One of the biggest concerns associated with all of the money being pumped into the system in the name of economic stimulus is inflation — or even hyper-inflation. Inflation can affect your personal finances in a very real way as costs rise and investment returns are eroded. With all of the cash being injected into the money supply, the value of our fiat currency becomes diluted, leading to inflation. Federal Reserve Chairman Ben Bernanke, however, is expressing confidence that inflation can be controlled.
In an op-ed piece today that appeared in the Wall Street Journal, as well as in testimony before Congress, Bernanke said that the Fed has the tools it needs to combat inflation and provide a “smooth” exit strategy from economic stimulus efforts. CNN Money reports Bernanke’s sentiments:
“We are confident we have the necessary tools to withdraw policy accommodation, when that becomes appropriate, in a smooth and timely manner,” he said.

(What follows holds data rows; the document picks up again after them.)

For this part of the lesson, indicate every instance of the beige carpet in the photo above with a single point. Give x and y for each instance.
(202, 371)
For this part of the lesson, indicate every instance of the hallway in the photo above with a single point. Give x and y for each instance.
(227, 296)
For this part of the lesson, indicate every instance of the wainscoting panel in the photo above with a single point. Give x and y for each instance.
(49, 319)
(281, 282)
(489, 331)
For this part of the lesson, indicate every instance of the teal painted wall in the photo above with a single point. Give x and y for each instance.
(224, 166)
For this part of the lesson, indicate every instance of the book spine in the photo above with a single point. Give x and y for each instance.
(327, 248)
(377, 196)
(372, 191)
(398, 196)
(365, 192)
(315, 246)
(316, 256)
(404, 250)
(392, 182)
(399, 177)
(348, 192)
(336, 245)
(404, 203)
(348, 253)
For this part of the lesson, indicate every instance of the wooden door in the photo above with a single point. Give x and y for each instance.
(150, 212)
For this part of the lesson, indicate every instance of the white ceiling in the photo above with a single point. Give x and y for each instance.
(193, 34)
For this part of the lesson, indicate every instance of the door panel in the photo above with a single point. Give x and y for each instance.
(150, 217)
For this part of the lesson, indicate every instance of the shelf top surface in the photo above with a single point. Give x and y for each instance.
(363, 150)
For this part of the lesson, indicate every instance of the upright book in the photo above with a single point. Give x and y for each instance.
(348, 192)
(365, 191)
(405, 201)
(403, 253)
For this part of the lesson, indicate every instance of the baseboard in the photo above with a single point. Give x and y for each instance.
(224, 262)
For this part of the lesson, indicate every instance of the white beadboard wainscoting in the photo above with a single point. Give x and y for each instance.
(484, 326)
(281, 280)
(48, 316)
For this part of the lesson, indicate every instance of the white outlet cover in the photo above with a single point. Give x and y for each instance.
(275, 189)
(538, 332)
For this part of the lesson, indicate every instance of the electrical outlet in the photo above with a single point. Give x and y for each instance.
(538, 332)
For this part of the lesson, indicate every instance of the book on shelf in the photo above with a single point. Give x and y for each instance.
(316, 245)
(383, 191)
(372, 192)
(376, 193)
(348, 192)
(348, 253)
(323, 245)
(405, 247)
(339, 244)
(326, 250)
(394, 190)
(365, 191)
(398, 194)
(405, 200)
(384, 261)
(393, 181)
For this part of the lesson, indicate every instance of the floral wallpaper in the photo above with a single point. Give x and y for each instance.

Chief among these is the Fed’s ability to pay interest on the reserves that banks hold at the Fed, Bernanke said. The interest rate the Fed pays on those reserves sets a floor under short-term rates.
If the Fed raises that rate, it can discourage banks from lending because banks will not want to lend money at rates lower than they can earn from the Fed, he explained.
In addition to raising rates, the Fed can also sell some of the long-term securities it is holding.
Of course, how you feel about this depends on whether you believe Bernanke can actually pull it off. Over time, some amount of inflation is unavoidable in scenarios of economic growth — especially when coupled with a fiat currency that is backed by nothing but promises and a general agreement that the money is “good”. However, the Fed (and other central banks) attempt to keep inflation to a an acceptable level so that it does not become an undue burden on the citizens of a country.
Do you think Bernanke’s exit strategy will work? Will we be able to avoid a large amount of inflation?